What would be the fastest way to remove lines from a medium-size CSV file?
For example given a CSV:
Bill,0,0,0
Bill,1,1,1
Mary,0,0,0
Todd,0,0,0
etc..
And a list of names to delete:
Mary
Todd
Remove the lines with those names. The CSV's are anywhere from 20,000 to
100,000 lines long. The list of names to remove are typically from 1 to 500
names long.

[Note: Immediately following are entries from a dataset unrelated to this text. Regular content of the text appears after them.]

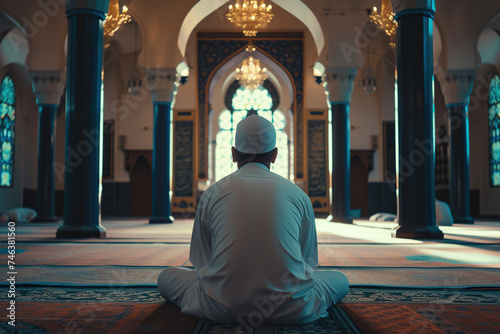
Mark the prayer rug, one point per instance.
(142, 310)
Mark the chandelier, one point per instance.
(385, 20)
(114, 20)
(250, 15)
(251, 75)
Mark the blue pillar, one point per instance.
(456, 85)
(45, 191)
(82, 217)
(415, 126)
(341, 163)
(161, 211)
(162, 85)
(459, 163)
(48, 87)
(339, 85)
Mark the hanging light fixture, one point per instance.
(251, 75)
(114, 20)
(385, 20)
(250, 15)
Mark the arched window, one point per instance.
(245, 103)
(494, 138)
(7, 122)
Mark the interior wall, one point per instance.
(479, 141)
(26, 140)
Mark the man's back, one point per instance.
(254, 242)
(254, 245)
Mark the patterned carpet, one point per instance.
(142, 310)
(397, 285)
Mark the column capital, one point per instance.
(456, 85)
(339, 83)
(162, 83)
(402, 7)
(97, 5)
(48, 86)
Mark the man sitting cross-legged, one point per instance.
(254, 245)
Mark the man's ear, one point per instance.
(275, 154)
(233, 152)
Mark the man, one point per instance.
(254, 245)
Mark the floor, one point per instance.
(135, 251)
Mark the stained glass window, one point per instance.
(494, 140)
(246, 102)
(7, 122)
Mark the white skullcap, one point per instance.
(255, 135)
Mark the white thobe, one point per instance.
(254, 247)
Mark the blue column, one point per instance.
(340, 83)
(459, 163)
(48, 87)
(341, 163)
(82, 217)
(45, 192)
(415, 127)
(161, 211)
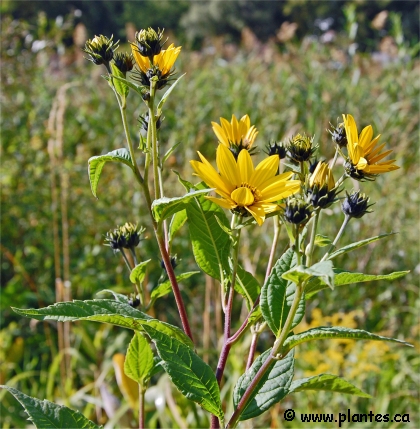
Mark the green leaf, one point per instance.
(361, 243)
(332, 332)
(120, 86)
(210, 243)
(167, 93)
(277, 295)
(342, 278)
(47, 415)
(105, 311)
(192, 377)
(247, 285)
(138, 273)
(322, 270)
(166, 287)
(139, 360)
(165, 207)
(96, 163)
(177, 221)
(322, 240)
(271, 389)
(329, 382)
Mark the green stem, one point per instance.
(270, 359)
(310, 252)
(340, 233)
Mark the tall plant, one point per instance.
(290, 188)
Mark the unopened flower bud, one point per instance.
(297, 211)
(300, 148)
(356, 205)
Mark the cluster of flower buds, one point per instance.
(127, 236)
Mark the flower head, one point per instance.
(162, 65)
(365, 153)
(236, 135)
(321, 189)
(244, 189)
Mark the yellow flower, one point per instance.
(243, 188)
(163, 61)
(364, 152)
(236, 133)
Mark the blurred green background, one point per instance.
(293, 67)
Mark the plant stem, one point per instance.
(312, 239)
(340, 233)
(270, 359)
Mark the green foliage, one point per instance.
(193, 377)
(277, 295)
(272, 388)
(47, 415)
(328, 382)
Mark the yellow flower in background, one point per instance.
(243, 188)
(164, 61)
(364, 152)
(236, 134)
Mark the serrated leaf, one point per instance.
(139, 360)
(210, 243)
(166, 287)
(177, 222)
(138, 273)
(271, 389)
(105, 311)
(332, 332)
(328, 382)
(191, 375)
(165, 207)
(361, 243)
(300, 274)
(47, 415)
(120, 86)
(342, 278)
(277, 295)
(96, 164)
(167, 93)
(247, 285)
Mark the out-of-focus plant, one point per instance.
(289, 186)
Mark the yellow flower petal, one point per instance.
(242, 196)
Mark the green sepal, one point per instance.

The list of names are deleted across ~50 different CSV files.
Reading a CSV into memory is OK for each file, but not all CSVs at once (the
real CSVs are larger).
The method I use now is straight forward: read the CSV and list of delete-names
into an array, for each CSV line check if it's in the deletion list and if not
write the line back out otherwise skip.
The existing code in GNU Awk:
c = split(readfile(namefile), a, "\n")
d = split(readfile(csvfile), b, "\n")
while(i++ < d) {
if(b[i] == "") continue
split(b[i],g,",")
mark = j = 0
while(j++ < c) {
if(a[j] == "") continue
regname = "^" regesc2(a[j]) "$" # regex match first field
if( strip(g[1]) ~ regname) {
mark = 1 # In delete list - skip
break
}
}
if(!mark) { # Not in delete list - write out line
print b[i]
}
}
Looking for new method ideas before I rewrite in Nim.